At 2.7 billion euros ($2.95 billion), the German firm's net profit doubled between January and March compared with the first quarter last year, on revenues up 11 percent at 38.8 billion euros.
Analysts had forecast significantly lower net profit of 2.4 billion euros.
"We started 2017 very well and managed to follow up on a record year in 2016," finance chief Bodo Uebber told journalists in a teleconference.
Operating or underlying profit before interest and taxes was up 87 percent compared with the start of 2016, at just over 4.0 billion euros -- a figure Daimler revealed earlier this month in preliminary results.
The carmaker had a number of windfall gains that had a positive impact on its profits, including a 183-million-euro payout from its investment in high-tech mapping firm Here after new investors climbed aboard alongside rivals BMW and Audi.
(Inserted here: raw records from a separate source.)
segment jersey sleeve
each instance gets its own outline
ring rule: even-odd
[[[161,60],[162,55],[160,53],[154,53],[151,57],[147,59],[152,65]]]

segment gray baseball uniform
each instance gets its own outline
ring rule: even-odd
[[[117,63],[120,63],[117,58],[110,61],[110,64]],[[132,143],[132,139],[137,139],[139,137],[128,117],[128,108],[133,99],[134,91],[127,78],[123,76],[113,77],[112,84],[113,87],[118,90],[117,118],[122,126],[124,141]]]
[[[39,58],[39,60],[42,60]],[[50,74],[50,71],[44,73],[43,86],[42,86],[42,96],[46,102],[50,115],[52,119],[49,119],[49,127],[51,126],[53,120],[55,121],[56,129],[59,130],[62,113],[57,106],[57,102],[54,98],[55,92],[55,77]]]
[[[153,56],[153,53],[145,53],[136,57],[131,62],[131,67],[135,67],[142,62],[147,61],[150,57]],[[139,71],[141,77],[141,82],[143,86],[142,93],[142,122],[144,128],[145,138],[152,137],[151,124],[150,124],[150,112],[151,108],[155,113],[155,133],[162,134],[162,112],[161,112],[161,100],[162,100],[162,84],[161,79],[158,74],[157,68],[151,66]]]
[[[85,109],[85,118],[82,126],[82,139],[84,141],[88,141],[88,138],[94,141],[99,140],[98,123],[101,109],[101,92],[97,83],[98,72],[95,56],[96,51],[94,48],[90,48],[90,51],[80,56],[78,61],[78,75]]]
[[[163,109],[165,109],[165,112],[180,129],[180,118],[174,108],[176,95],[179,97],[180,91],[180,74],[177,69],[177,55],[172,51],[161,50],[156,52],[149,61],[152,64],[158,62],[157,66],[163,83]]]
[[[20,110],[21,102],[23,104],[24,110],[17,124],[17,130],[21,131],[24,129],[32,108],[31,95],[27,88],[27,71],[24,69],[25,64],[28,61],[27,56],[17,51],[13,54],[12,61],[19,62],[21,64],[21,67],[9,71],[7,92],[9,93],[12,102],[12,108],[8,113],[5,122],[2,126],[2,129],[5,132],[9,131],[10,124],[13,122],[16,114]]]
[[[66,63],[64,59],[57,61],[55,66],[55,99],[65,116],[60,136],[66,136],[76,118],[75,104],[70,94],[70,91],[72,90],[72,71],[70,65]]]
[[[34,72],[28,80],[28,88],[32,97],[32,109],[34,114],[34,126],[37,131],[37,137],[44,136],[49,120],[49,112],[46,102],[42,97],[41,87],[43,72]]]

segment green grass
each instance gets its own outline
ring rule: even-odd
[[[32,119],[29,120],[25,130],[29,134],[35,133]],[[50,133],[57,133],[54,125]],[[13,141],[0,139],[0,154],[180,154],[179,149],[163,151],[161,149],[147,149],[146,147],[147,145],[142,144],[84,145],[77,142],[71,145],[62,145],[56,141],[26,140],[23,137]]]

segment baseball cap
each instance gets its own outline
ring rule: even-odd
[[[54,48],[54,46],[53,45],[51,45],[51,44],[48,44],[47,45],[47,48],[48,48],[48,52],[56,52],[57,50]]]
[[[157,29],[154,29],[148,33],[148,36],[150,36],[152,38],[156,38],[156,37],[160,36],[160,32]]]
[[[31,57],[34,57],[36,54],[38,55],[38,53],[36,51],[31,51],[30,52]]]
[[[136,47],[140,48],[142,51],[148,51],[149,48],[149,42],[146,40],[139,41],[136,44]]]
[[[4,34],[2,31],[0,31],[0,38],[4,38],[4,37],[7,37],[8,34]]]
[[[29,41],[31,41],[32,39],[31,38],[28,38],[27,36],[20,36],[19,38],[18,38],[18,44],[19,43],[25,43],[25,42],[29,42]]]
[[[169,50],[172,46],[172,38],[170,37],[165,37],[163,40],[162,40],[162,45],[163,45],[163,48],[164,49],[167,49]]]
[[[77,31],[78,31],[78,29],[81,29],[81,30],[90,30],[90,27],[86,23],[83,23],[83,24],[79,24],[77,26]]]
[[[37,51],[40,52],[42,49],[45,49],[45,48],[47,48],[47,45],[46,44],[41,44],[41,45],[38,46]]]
Other one-off boosts to the bottom line came from favourable exchange rates, the sale of property in Japan, and 240 million euros received after an investment in China's BAICMotor was cancelled.
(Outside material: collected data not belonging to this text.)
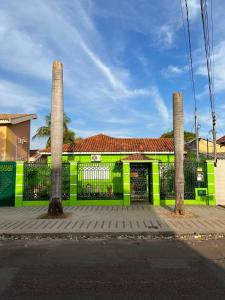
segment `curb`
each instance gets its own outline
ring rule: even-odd
[[[168,232],[116,232],[116,233],[2,233],[0,241],[5,240],[41,240],[41,239],[64,239],[64,240],[212,240],[223,239],[225,233],[174,233]]]

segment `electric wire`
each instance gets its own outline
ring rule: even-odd
[[[213,11],[212,11],[212,1],[211,1],[211,42],[210,45],[210,30],[207,12],[206,0],[200,0],[201,7],[201,18],[203,27],[203,38],[204,38],[204,48],[206,57],[206,67],[207,67],[207,77],[208,77],[208,89],[209,89],[209,99],[210,108],[212,115],[212,135],[214,143],[214,159],[216,162],[216,113],[215,113],[215,92],[214,92],[214,50],[213,50]]]
[[[191,71],[191,81],[192,81],[192,89],[193,89],[193,97],[194,97],[194,106],[195,106],[195,112],[196,112],[197,111],[197,100],[196,100],[196,89],[195,89],[195,81],[194,81],[191,33],[190,33],[190,22],[189,22],[189,11],[188,11],[187,0],[185,0],[185,6],[186,6],[186,19],[187,19],[187,30],[188,30],[189,63],[190,63],[190,71]]]
[[[181,0],[180,0],[180,6],[181,6],[182,21],[183,21],[183,29],[184,29],[186,52],[187,52],[187,60],[188,60],[190,79],[191,79],[191,85],[192,85],[192,90],[193,90],[193,98],[194,98],[194,127],[195,127],[195,136],[196,136],[196,158],[197,158],[197,161],[198,161],[199,160],[199,145],[198,145],[199,124],[198,124],[198,113],[197,113],[198,108],[197,108],[196,88],[195,88],[194,71],[193,71],[192,43],[191,43],[189,9],[188,9],[187,0],[185,0],[185,8],[186,8],[186,23],[187,23],[187,36],[188,36],[188,38],[186,37],[186,29],[185,29],[186,26],[185,26],[185,21],[184,21],[184,14],[183,14],[183,7],[182,7]]]
[[[190,76],[190,81],[191,81],[191,85],[192,84],[192,72],[191,72],[191,65],[190,65],[190,60],[189,60],[189,48],[188,48],[188,42],[187,42],[187,33],[186,33],[186,29],[185,29],[185,20],[184,20],[184,13],[183,13],[183,7],[182,7],[182,0],[180,0],[180,9],[181,9],[181,17],[182,17],[182,24],[183,24],[183,32],[184,32],[184,41],[185,41],[185,49],[186,49],[186,57],[187,57],[187,64],[188,64],[188,70],[189,70],[189,76]],[[194,118],[194,122],[195,122],[195,118]],[[194,125],[192,126],[191,132],[194,129]]]
[[[182,7],[182,0],[180,0],[180,9],[181,9],[181,17],[182,17],[182,23],[183,23],[183,31],[184,31],[184,41],[185,41],[187,63],[188,63],[190,80],[191,80],[191,67],[190,67],[190,62],[189,62],[188,43],[187,43],[187,36],[186,36],[186,29],[185,29],[185,21],[184,21],[184,13],[183,13],[183,7]]]
[[[212,80],[212,60],[211,60],[211,47],[209,42],[209,26],[208,26],[208,14],[205,0],[200,0],[201,3],[201,17],[203,25],[203,38],[207,65],[207,77],[208,77],[208,88],[210,97],[210,107],[211,113],[215,113],[215,103],[214,103],[214,91],[213,91],[213,80]]]
[[[211,40],[212,40],[212,87],[215,102],[215,57],[214,57],[214,24],[213,24],[213,0],[210,2]]]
Looking ahead to the full year 2017, Daimler expects to increase revenue and operating profit "significantly," contrasting with an earlier forecast of only a slight increase.
Daimler's success was powered by a 14-percent rise in sales of its Mercedes-Benz and Smart cars, which account for more than half of its revenue.
The Stuttgart-based firm last year overtook Munich rival BMW to become the world's largest luxury car manufacturer by unit sales.
On road to new record?
Mercedes buyers were snapping up a revamped E-Class and the manufacturer's range of SUVs in the first quarter this year.
By contrast, the group's trucks division continued to struggle with headwinds in significant markets, including Turkey, North America and Brazil, seeing sales fall by 11 percent.
Daimler is "on the path to a new record for the whole year," analyst Frank Schwope of Nord/LB bank commented.
"Given the increase in sales figures for the first three months of 2017, the lift in the forecasts is not especially surprising," he continued.
By 0950 GMT, Daimler shares had lost 0.45 percent in Frankfurt trading to reach 68.39 euros ($74.53), while the DAX index of leading German shares was almost flat.
The historic carmaker has not escaped the suspicions around diesel vehicles' emissions hovering around the industry, as both US authorities and Stuttgart prosecutors are investigating whether its cars emitted higher levels of pollutants than allowed.
Daimler did not rule out facing heavy financial penalties from the probes in its quarterly report.
Competitor Volkswagen has already set aside more than 20 billion euros to cover the costs of the scandal, after admitting in September 2015 to installing software to hide high emissions from regulators in 11 million cars worldwide.